Best Month Ever! Review – A Meandering Road Trip

Best Month Ever! (I’ll leave the exclamation mark out in subsequent mentions) wants to be a poignant road trip. In particular, it wants to be a trip down the stretch of memory lane that goes back to the less-than-glamorous history of America: the decades after the Emancipation Proclamation in 1863. It replicates the nostalgia of warm, sepia-toned photographs—those taken with an old-school film camera—as it retells this tale, and I mean this both literally and figuratively. Everything you’ll see in the game is a recollection of old memories, tangled in a web of historical events and personal anecdotes. Events play out via sequences of flashbacks that are clearly spliced together, in which you’ll click on a few objects or meander around the vicinity. Chapters conclude with a snapshot that wouldn’t look out of place with a cheesy “Wish you were here!” greeting, emblazoned across its image. And all these are set in the most Americana of backdrops: highways that lead to truck stop diners, drive-throughs amidst the cliffs of the Grand Canyon, and riverside campfires in the thick of a forest.

But the most memorable of road trips have a vivid, enduring story tying them all together. In Best Month Ever, this tale is centred around a young man named Mitch, who’s recalling one of the best and most bittersweet moments of his life: when his mother, Louise, decided to drive their beat-up car across rutted dirt roads and stretches of asphalt. Of course, life in 1960s America isn’t going to be easy for a single white mother and her Black child, and it will come as no surprise that Best Month Ever is also about navigating the systematic issues and obstacles of that era as the duo. Louise and Mitch will visit estranged family and long-lost friends, while spending precious hours with one another, with these chronologised as montages in Mitch’s rough childhood. But how Louise and Mitch respond to these scenarios, through dialogue options and key decisions, will influence Mitch’s personality and the game’s ending, too. This has been emphasised repeatedly on Best Month Ever’s Steam page as “Your choices matter!”, “Everything has consequences”, and “Your decisions REALLY matter!”, with a somewhat eye-boggling figure of nine unique endings.

These conclusions, of course, are ultimately beholden to a system of numbers. If Louise is wont to act impulsively, or behave in a manner that’s staunchly anti-establishment, Mitch will remember it; this will supposedly add or subtract some figures from a given formula, which will determine the sort of ending you’ll get.
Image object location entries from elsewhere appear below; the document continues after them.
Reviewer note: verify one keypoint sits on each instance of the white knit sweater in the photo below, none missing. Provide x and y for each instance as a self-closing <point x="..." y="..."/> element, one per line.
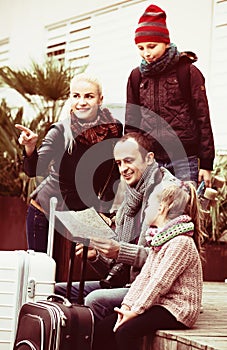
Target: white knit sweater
<point x="172" y="278"/>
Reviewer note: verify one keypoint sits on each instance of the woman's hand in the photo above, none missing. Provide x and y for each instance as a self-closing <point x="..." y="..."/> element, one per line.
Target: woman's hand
<point x="27" y="138"/>
<point x="124" y="315"/>
<point x="91" y="255"/>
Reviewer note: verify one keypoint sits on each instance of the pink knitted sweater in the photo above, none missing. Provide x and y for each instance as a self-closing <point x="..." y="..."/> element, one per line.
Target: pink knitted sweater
<point x="172" y="278"/>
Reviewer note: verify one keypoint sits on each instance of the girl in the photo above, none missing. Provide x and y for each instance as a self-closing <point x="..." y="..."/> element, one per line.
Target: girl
<point x="167" y="293"/>
<point x="75" y="158"/>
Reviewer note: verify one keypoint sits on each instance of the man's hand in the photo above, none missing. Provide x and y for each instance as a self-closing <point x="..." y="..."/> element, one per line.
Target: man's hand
<point x="91" y="255"/>
<point x="27" y="138"/>
<point x="124" y="314"/>
<point x="107" y="247"/>
<point x="206" y="176"/>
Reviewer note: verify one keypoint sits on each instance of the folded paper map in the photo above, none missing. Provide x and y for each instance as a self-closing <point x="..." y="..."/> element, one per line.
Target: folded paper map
<point x="85" y="224"/>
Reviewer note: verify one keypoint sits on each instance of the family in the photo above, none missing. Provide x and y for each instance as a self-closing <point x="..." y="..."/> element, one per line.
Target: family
<point x="162" y="152"/>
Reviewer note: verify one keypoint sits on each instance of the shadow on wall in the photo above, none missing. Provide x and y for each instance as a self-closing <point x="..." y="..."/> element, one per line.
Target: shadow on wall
<point x="12" y="219"/>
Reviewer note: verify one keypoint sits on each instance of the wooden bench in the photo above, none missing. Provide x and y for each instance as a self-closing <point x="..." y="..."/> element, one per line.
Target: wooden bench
<point x="210" y="330"/>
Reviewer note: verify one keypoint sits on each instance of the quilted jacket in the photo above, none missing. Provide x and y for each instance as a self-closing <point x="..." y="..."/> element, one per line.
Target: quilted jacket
<point x="176" y="126"/>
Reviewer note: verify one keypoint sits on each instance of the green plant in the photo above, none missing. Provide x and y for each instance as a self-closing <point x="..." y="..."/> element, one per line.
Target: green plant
<point x="45" y="87"/>
<point x="219" y="211"/>
<point x="216" y="223"/>
<point x="13" y="181"/>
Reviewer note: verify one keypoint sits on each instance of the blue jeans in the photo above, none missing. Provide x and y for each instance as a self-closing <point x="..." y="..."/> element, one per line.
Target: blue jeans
<point x="186" y="169"/>
<point x="101" y="301"/>
<point x="129" y="335"/>
<point x="36" y="229"/>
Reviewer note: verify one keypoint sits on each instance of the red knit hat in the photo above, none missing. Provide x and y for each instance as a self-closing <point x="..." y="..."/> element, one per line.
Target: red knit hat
<point x="152" y="26"/>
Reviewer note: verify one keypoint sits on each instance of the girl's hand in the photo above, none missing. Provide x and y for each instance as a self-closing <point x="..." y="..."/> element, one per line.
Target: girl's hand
<point x="27" y="138"/>
<point x="124" y="315"/>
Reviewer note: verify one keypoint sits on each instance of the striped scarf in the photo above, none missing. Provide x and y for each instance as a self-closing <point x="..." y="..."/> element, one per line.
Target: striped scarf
<point x="128" y="218"/>
<point x="182" y="225"/>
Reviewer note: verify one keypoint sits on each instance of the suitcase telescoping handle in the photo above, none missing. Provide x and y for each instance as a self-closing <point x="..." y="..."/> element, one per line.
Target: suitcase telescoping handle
<point x="80" y="299"/>
<point x="50" y="244"/>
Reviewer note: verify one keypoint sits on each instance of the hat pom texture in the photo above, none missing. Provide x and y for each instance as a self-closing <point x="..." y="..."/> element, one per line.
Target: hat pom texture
<point x="152" y="26"/>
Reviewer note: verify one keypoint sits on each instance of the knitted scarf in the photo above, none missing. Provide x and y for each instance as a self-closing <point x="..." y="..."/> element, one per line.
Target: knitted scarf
<point x="103" y="127"/>
<point x="135" y="199"/>
<point x="95" y="131"/>
<point x="162" y="64"/>
<point x="182" y="225"/>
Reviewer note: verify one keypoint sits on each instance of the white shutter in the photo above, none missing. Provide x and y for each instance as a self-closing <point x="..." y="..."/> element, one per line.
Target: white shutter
<point x="218" y="81"/>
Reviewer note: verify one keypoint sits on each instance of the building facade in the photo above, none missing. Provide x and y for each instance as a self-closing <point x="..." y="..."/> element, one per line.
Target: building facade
<point x="100" y="34"/>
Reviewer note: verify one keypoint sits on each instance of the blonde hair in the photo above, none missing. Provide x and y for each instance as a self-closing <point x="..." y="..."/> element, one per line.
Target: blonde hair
<point x="184" y="201"/>
<point x="86" y="77"/>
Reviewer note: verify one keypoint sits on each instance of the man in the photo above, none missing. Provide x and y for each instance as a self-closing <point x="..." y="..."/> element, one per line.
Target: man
<point x="144" y="181"/>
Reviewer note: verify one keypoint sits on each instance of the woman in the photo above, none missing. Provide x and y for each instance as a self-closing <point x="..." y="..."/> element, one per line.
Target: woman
<point x="75" y="158"/>
<point x="168" y="291"/>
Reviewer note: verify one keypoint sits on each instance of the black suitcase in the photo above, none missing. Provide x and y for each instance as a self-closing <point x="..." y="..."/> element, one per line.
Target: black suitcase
<point x="56" y="323"/>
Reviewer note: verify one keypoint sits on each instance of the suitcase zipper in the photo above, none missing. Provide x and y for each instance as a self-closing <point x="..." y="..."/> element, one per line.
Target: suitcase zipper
<point x="59" y="317"/>
<point x="27" y="342"/>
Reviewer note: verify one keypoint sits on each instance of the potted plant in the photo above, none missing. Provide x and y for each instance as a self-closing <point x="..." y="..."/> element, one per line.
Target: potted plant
<point x="216" y="225"/>
<point x="44" y="87"/>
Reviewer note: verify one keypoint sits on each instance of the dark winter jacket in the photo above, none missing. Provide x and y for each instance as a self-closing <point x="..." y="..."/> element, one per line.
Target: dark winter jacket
<point x="177" y="126"/>
<point x="76" y="179"/>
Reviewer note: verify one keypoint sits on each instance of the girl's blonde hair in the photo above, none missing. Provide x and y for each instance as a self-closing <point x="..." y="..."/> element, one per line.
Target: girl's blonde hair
<point x="86" y="77"/>
<point x="184" y="201"/>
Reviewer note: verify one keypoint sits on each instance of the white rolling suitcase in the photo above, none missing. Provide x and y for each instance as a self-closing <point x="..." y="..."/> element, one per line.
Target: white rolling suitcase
<point x="24" y="276"/>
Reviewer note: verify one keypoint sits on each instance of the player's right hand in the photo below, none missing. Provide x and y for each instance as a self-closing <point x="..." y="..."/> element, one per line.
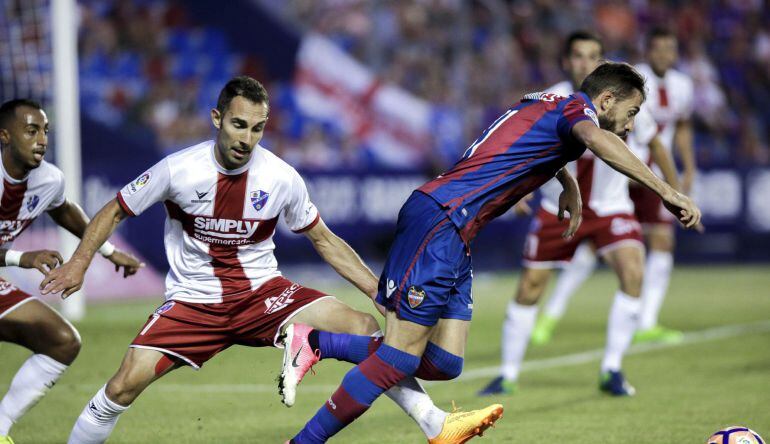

I’m describing these in a very mechanical manner obviously, but the thing about Best Month Ever is the way that this story is presented feels rather cursory, as if it really is just a game set in the backdrop of 1960s America. You’re invited to poke around the environments, but you’re never truly incentivised to find out more. After a while, the skeletal framework of its narrative begins to show, something I find almost impossible to ignore after spending an hour or so with the game: a short monologue by the grown-up Mitch, some dialogues between its characters, and a closing statement by Mitch, summing up his feelings and the events of the chapter.

Then there’s its story which, while well-written and genuinely moving at times, plods along at its own leisurely pace, with anecdotes that rarely reach an emotional high or rock bottom. Things, as it seems, eventually unfold like clockwork. You don’t really get to know its cast of characters better aside from Louise and Mitch, most of whom seem largely detached from the scenes in the game, repeating words that they’re programmed to say. Plus, interspersed between conversations and exploration are some brief quick-time events and driving sequences, but it feels oddly arbitrary, as if to justify its existence as a video game. As such, Best Month Ever feels like it’s progressing at a glacial pace, as it meanders towards its point. Even for a game that’s relatively short, it sometimes feels like it has gone on for ages.

That’s not to say that Best Month Ever is devoid of all personality. A highlight of the game is Louise, a feisty lady who’s immensely likeable, probably because she’s one character we’re most acquainted with as players. That, I suspect, is the main issue behind Best Month Ever; that even with a cast of potentially fascinating characters, we don’t really earn the opportunity to know most of them intimately, and thus they’re mostly reduced to animatronic figures that dither and amble about in the background. Hell, even the car that Louise and Mitch spend their road trip in has more screen time than the bulk of its cast, its state a clear metaphor for the various stages of Louise’s and Mitch’s journey together, from its beginnings as a speedy, hardy convertible to its constant need for repairs and maintenance in its later stages.

Eventually, Best Month Ever becomes a largely run-of-the-mill road trip; you know, the sort of trip you don’t mind embarking on, but would be perfectly okay if it has to end prematurely. In other words, it’s not exactly the most thrilling or boring of journeys, but also one that needs frequent pit stops to sustain your interest, if you wish to see the game through to its conclusion. What’s unfortunate is that Best Month Ever also unabashedly pines for several playthroughs, as evident in its myriad endings, but the vehicle it’s run on guzzles your stamina and patience like the least fuel efficient of cars. Unfortunately, I only have the capacity for a single excursion or two; I don’t think I can stay awake as the road trip sluggishly cruises towards its destination.

Score: 3/5. A review copy was provided by the publisher.